Joe continues to stay busy around the yard and vehicles. It is amazing to me how much he does. Today he did even more. He loved the cooler weather that has invigorated him. I still feel that he is blocking all of this out but he is aware of the seriousness of it. I tell him everything I find out since I do not want him to feel that it is out of control. He is eating well and enjoying our dining out.
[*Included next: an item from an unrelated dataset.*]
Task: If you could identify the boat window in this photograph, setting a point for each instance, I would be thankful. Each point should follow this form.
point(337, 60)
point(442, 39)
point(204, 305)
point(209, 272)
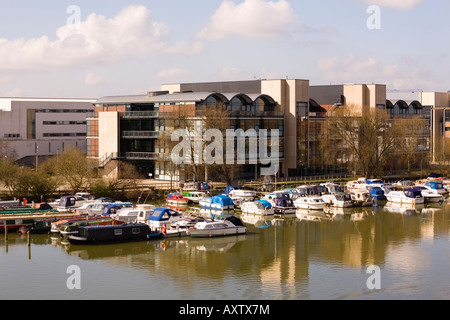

I am surprised that my little blog has created so much discussion on the two support sites that I am enrolled. It is healthy to have the discussions and I find that they reinforce that what I am doing is right. I love the comments on the blog as well as the e-mails directly to me as well as on the support lists. It is uplifting and I feel less stress and anxiety because of you. Little did I know that I would be helping others when I was just trying to cope. The blog for me has been a success since I am coping so much better. Thank you all.

I will have to do the personal event blog perhaps tomorrow since this one has taken me hours to do. You will surely get a few chuckles when I write the more " life goes on" stuff.

Till then,
Bonnie

1 comment:

  1. Your journey highlights some key elements to quality health care:

    1. Patient access to medical records electronically. You learned new information and caught errors -- both so important!

    2. Patients need advocates (like you) to keep on top of all the moving parts. Most of us are fiercer when looking after someone else. When you compound that tendency with an overall weariness of living with chronic illness, most patients don't have the mental, emotional, and physical band-width to make the calls and emails that you so capably do for Joe.

    3. When complex disease processes are underway, each treated by specialists, SOMEONE needs to be the coordinator/facilitator and keep the entire patient in perspective.

    Thank you for keeping us posted, Bonnie... and for keeping it real!